And in a statement, he said Russia will plan further steps to restore relations, based on the policies of the Trump administration.

Later, the president-elect tweeted to say: “Great move on delay by Vladimir Putin. I always knew he was very smart.”

We will return to the Putin response after the news summary.

And in the day’s other news: A fragile cease-fire appeared to hold across Syria, despite sporadic shooting.

Diana Magnay of Independent Television News reports.

DIANA MAGNAY: It’s not as though there’s no fighting today. This is a regime airstrike earlier on near the city of Hama, but nothing so severe that the deal’s off yet.

WALID AL-MOUALEM, Foreign Minister, Syria (through translator): There is a real opportunity to reach a political solution for the crisis in Syria that ends the bloodshed and establishes the roots for the future of the country.

DIANA MAGNAY: With the front lines quiet, people in opposition areas went back onto the streets, just as they had done in the early days of the revolution, not that everyone here remembers those days, but the refrain’s familiar: a Syria without Assad, even if the outcome’s as unclear as ever.

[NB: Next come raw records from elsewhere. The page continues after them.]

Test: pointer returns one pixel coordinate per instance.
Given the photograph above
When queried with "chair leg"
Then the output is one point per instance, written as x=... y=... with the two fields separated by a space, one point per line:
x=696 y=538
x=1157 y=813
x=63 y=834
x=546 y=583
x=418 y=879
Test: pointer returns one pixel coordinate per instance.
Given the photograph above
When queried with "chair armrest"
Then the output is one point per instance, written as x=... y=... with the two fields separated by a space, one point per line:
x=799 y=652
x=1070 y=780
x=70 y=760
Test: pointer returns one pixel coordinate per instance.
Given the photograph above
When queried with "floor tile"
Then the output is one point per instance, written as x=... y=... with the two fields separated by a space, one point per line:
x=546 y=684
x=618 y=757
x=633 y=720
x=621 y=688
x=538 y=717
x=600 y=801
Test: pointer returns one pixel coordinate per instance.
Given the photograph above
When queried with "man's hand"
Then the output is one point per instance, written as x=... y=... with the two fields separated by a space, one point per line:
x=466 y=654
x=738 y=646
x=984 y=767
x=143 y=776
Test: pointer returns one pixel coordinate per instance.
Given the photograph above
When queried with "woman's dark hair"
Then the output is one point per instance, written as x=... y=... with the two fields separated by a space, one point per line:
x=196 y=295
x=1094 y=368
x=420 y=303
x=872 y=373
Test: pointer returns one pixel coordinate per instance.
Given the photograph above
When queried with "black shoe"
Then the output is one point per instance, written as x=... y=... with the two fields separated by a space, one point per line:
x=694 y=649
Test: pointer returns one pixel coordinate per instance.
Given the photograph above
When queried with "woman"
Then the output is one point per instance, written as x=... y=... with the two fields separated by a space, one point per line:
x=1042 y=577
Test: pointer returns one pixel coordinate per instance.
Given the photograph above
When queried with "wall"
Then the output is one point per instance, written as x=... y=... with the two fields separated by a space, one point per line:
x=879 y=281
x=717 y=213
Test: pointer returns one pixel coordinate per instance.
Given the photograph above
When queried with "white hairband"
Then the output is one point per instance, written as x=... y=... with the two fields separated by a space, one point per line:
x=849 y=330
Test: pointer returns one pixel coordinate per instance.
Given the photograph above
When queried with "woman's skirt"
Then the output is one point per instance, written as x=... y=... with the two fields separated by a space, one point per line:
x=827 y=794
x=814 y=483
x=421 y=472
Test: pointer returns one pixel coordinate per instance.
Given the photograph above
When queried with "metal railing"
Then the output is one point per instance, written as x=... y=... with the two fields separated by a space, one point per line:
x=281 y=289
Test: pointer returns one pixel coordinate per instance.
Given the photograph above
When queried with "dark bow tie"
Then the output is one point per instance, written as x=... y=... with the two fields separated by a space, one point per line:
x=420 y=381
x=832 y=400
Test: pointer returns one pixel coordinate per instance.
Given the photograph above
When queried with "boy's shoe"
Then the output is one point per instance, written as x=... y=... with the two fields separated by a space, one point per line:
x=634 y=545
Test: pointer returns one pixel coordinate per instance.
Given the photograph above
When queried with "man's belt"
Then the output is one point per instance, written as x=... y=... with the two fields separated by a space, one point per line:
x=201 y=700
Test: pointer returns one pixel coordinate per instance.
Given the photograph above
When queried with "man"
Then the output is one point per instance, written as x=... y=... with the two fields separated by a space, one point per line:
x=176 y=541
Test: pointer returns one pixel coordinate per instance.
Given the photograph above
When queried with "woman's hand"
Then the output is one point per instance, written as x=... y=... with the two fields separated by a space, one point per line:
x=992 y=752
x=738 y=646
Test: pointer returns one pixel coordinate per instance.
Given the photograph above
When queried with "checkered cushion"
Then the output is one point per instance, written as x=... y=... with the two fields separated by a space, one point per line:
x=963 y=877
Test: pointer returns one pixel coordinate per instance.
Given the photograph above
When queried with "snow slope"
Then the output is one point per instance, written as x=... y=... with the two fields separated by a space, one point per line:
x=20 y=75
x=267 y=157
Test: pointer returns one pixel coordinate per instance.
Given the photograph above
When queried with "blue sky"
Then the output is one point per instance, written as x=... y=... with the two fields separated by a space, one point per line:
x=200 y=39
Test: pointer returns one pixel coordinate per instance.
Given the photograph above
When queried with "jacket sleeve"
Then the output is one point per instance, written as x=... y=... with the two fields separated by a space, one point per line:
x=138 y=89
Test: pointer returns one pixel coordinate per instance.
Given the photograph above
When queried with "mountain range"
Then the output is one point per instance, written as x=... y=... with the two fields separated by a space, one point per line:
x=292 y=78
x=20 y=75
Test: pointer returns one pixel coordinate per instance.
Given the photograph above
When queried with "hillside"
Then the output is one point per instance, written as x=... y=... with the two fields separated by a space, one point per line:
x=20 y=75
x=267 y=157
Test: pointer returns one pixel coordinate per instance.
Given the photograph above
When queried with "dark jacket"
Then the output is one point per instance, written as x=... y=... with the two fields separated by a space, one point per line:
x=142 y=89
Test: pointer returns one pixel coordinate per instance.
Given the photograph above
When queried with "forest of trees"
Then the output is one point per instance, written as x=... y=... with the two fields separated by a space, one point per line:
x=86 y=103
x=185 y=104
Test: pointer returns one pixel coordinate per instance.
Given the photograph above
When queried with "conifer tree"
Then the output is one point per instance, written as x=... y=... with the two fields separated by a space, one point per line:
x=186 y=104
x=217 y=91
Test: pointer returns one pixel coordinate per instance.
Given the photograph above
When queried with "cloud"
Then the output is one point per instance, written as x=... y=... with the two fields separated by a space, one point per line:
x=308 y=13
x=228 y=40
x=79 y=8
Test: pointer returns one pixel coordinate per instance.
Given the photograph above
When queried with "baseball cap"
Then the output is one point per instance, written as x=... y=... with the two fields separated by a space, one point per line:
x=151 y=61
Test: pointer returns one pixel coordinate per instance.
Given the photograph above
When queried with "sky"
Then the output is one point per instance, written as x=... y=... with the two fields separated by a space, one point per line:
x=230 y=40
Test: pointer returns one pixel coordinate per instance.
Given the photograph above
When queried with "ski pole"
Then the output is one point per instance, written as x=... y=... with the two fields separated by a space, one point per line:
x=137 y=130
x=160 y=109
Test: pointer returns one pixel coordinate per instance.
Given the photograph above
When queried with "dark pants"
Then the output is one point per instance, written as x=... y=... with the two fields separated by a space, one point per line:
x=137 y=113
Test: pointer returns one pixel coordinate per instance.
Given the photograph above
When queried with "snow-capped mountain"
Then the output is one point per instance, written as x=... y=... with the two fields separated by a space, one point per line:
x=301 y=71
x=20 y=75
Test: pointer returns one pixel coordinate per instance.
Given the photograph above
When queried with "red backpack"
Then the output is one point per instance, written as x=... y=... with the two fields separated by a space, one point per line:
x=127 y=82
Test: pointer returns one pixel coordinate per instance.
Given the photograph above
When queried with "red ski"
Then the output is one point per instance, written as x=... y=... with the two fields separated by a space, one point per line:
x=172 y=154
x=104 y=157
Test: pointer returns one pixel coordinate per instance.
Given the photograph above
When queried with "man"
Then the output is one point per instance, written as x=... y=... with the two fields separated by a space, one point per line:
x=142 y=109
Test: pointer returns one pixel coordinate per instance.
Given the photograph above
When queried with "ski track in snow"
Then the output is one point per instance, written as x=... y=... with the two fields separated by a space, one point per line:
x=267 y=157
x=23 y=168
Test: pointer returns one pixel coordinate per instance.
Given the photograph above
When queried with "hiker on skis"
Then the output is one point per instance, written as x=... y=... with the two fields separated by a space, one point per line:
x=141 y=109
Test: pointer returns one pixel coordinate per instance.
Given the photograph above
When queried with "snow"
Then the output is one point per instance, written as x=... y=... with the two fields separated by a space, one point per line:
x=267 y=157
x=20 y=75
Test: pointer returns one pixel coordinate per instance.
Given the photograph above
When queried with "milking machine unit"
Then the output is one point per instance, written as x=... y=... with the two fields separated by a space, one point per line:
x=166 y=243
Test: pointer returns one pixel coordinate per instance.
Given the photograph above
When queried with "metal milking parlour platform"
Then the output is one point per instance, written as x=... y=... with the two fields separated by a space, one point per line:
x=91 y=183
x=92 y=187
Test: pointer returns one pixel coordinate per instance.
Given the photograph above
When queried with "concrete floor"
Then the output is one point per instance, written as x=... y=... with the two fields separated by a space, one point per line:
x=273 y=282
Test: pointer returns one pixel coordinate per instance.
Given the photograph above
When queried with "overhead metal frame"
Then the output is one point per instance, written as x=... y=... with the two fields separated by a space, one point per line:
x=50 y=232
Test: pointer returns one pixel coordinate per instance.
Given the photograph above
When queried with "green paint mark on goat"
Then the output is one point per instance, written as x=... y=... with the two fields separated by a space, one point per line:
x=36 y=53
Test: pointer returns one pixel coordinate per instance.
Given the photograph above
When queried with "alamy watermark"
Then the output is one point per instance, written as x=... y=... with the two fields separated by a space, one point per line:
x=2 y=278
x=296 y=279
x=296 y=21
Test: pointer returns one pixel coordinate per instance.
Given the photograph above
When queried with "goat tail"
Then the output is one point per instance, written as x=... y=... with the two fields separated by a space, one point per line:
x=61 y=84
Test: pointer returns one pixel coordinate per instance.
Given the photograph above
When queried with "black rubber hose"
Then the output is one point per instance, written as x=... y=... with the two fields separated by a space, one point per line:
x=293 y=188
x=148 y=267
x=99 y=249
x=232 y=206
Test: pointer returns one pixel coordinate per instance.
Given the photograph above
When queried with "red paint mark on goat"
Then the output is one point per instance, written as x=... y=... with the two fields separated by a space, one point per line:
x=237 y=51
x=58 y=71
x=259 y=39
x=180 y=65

ABDULFAKI ALHMADO, Former Aleppo Resident: If you say that if we are happy with being Assad in power, of course we will not be happy. And I can make sure for you that all those people who are refugees now either inside Syria or outside Syria will not be back to Syria unless Assad goes away from his position as president of Syria.

DIANA MAGNAY: That will be up to the Russians. Aleppo was part of this deal, struck between Turkey and Russia in two months of back-and-forth talks. With Aleppo now chalked up for the regime, it’s now up to Putin to see what pressure he can bring to bear on Syria’s president before talks next month in Kazakstan, if this cease-fire holds, and that’s a big if.

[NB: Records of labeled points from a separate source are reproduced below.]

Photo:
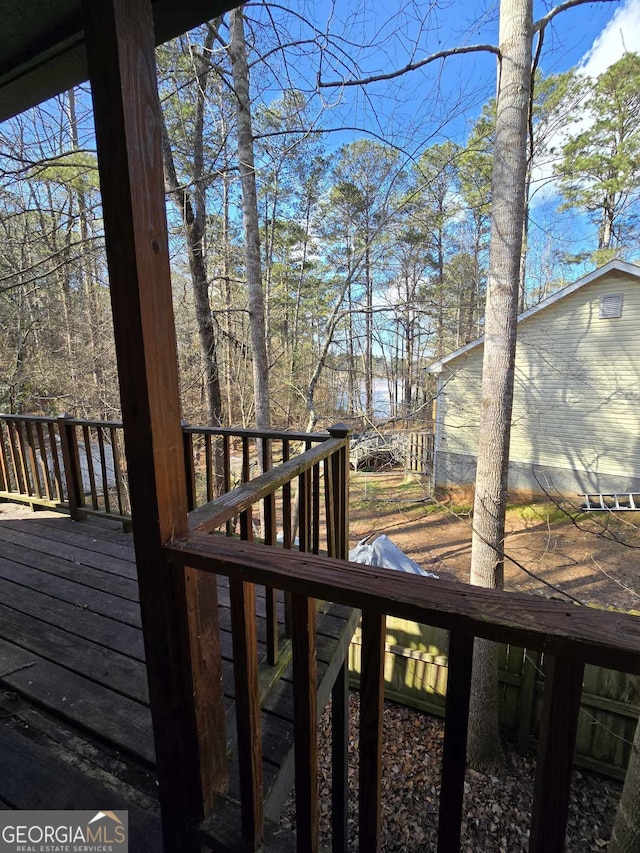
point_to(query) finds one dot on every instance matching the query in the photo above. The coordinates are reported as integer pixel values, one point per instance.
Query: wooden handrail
(215, 513)
(604, 638)
(570, 636)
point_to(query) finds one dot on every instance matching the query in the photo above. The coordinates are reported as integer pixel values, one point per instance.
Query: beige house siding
(576, 416)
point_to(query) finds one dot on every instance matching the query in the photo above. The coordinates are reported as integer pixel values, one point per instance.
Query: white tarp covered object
(382, 552)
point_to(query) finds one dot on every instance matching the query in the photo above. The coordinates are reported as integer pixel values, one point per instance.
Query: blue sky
(442, 100)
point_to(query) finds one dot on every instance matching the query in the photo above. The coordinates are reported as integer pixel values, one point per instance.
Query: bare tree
(240, 73)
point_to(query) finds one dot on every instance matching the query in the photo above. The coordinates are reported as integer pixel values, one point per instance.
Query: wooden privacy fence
(569, 636)
(416, 670)
(79, 465)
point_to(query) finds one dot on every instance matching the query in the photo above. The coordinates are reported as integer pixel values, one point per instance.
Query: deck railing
(569, 635)
(79, 464)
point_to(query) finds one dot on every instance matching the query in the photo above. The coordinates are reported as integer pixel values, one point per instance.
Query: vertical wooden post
(558, 729)
(189, 466)
(178, 607)
(340, 762)
(455, 741)
(527, 698)
(341, 499)
(71, 465)
(371, 708)
(303, 619)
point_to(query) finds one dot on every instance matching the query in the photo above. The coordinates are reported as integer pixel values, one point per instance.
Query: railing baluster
(340, 761)
(208, 464)
(4, 463)
(86, 435)
(226, 474)
(189, 467)
(455, 740)
(15, 457)
(22, 457)
(245, 665)
(103, 469)
(269, 535)
(71, 462)
(303, 617)
(115, 452)
(57, 474)
(315, 502)
(33, 460)
(286, 533)
(246, 517)
(370, 749)
(329, 504)
(286, 501)
(304, 512)
(558, 728)
(44, 457)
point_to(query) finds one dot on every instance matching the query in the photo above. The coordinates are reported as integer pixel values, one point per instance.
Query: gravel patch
(496, 811)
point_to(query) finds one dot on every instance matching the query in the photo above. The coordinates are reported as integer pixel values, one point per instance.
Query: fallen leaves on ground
(496, 809)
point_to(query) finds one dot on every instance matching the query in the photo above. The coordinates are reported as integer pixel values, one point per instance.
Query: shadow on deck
(76, 729)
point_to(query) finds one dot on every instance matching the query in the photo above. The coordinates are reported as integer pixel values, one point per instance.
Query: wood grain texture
(455, 741)
(245, 665)
(303, 622)
(581, 633)
(340, 762)
(558, 727)
(370, 747)
(120, 50)
(214, 514)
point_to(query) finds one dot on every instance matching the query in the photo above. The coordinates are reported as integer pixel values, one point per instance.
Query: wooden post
(303, 613)
(455, 740)
(558, 728)
(341, 485)
(178, 607)
(370, 747)
(71, 464)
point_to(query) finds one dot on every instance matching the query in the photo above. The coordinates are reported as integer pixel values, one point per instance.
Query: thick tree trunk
(507, 212)
(240, 72)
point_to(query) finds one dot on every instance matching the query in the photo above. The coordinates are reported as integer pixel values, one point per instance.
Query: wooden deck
(76, 727)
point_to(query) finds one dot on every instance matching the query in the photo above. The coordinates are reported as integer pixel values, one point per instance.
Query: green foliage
(600, 170)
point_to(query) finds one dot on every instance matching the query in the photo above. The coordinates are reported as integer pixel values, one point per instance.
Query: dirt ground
(594, 556)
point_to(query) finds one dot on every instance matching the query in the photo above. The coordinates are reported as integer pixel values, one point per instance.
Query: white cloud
(621, 35)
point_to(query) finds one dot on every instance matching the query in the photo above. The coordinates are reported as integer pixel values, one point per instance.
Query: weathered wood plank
(16, 532)
(214, 514)
(68, 589)
(31, 779)
(340, 762)
(118, 719)
(370, 746)
(82, 536)
(602, 637)
(558, 726)
(74, 618)
(104, 666)
(125, 588)
(455, 741)
(245, 666)
(303, 621)
(127, 113)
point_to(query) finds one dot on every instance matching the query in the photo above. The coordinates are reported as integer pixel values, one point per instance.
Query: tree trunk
(193, 211)
(240, 72)
(508, 204)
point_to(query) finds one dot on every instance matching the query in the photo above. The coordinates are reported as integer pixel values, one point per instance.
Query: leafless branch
(412, 66)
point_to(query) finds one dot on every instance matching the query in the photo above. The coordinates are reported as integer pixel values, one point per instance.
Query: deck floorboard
(73, 690)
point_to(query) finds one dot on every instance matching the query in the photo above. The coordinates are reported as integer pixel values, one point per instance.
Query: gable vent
(611, 306)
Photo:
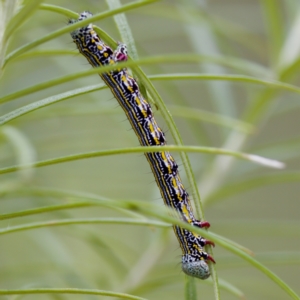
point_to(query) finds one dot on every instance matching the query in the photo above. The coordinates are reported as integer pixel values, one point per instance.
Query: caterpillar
(139, 113)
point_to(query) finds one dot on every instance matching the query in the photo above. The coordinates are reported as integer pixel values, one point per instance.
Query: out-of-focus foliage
(228, 73)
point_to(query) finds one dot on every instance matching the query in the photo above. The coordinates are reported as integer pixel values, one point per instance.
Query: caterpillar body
(139, 113)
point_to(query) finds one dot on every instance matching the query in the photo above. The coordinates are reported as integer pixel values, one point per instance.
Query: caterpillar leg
(120, 54)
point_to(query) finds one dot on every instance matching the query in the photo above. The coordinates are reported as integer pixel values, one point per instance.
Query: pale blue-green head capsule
(198, 268)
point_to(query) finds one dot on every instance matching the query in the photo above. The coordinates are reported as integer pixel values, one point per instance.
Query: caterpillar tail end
(198, 269)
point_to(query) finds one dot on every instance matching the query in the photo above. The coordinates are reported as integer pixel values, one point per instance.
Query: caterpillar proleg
(139, 113)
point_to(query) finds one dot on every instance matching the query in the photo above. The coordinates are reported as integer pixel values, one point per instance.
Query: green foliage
(227, 73)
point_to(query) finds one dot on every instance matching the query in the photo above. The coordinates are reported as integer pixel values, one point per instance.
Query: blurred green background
(255, 206)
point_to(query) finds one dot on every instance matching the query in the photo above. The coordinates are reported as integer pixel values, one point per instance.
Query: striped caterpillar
(139, 113)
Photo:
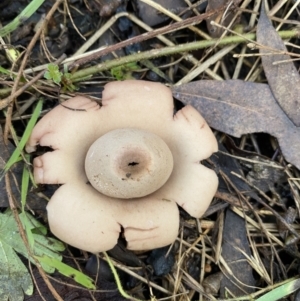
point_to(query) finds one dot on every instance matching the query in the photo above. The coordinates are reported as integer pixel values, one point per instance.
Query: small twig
(8, 100)
(22, 66)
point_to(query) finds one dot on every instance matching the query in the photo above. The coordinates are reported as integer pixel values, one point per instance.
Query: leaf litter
(255, 117)
(236, 107)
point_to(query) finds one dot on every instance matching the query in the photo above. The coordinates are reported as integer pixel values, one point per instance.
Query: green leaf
(14, 277)
(27, 12)
(15, 157)
(14, 274)
(67, 271)
(281, 291)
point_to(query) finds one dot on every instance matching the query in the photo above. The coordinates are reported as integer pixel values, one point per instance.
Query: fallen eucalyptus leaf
(236, 108)
(283, 78)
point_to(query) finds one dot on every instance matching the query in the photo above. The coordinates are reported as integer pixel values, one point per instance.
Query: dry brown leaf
(283, 78)
(236, 108)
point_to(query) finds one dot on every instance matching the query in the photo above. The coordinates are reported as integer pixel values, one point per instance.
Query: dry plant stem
(143, 37)
(22, 66)
(14, 209)
(276, 214)
(6, 101)
(135, 275)
(79, 75)
(168, 13)
(213, 59)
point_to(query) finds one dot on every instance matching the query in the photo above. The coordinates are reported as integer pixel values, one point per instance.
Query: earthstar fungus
(125, 165)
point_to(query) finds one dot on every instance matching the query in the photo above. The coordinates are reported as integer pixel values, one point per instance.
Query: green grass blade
(281, 291)
(26, 13)
(68, 271)
(15, 157)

Along its border, Turkey is expanding its facilities for refugees, to house the tens of thousands freshly displaced from Aleppo through this bitter winter and beyond. Russia and Turkey pitching themselves as regional power-brokers, guardians against terror, bringers of peace, high stakes if they fail, but the initiative now is with them.

HARI SREENIVASAN: Back in this country, a North Carolina judge blocked a Republican bid to strip the incoming Democratic governor of some of his powers. Republicans passed the statute after Roy Cooper was elected. It takes away his control of election boards. Cooper sued today, saying the law is unconstitutional. The judge stopped it from taking effect on Sunday, pending a review.

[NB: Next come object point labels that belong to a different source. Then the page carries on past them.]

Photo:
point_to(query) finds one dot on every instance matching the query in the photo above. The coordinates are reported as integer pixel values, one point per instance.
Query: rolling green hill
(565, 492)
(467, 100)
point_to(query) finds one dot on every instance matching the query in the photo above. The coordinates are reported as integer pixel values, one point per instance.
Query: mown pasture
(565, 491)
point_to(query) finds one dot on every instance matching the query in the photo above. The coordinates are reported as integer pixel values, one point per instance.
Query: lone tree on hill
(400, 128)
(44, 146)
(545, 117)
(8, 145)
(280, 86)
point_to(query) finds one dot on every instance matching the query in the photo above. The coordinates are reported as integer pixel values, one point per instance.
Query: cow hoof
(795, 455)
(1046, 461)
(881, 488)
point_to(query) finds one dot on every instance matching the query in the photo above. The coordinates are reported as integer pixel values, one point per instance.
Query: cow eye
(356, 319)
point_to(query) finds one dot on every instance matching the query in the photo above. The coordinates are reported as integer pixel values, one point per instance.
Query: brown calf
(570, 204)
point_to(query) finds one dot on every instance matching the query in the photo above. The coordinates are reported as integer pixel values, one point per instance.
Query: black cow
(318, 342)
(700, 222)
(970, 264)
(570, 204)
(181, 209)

New numbers confirm that fatal shootings of police rose sharply in 2016. The National Law Enforcement Officers Memorial fund reports 64 were shot and killed in the line of duty, up 56 percent from last year. The total includes 21 officers killed in ambush-style attacks in Dallas, Baton Rouge and elsewhere.

A winter storm socked New England overnight and, today, the region’s first strong nor’easter of the season. Some areas got as much as two feet of snow. Near-white-out conditions hit Maine, where snow fell at the rate of three inches an hour in some places. The storm knocked out power to more than 100,000 homes and businesses.

And Wall Street closed out a winning year on a losing note. The Dow Jones industrial average gave up 57 points to finish at 19762. The Nasdaq fell nearly 49 points, and the S&P 500 slipped 10. But for the year, the Dow gained more than 13 percent; the Nasdaq rose 7.5 percent; and the S&P was up 9.5 percent.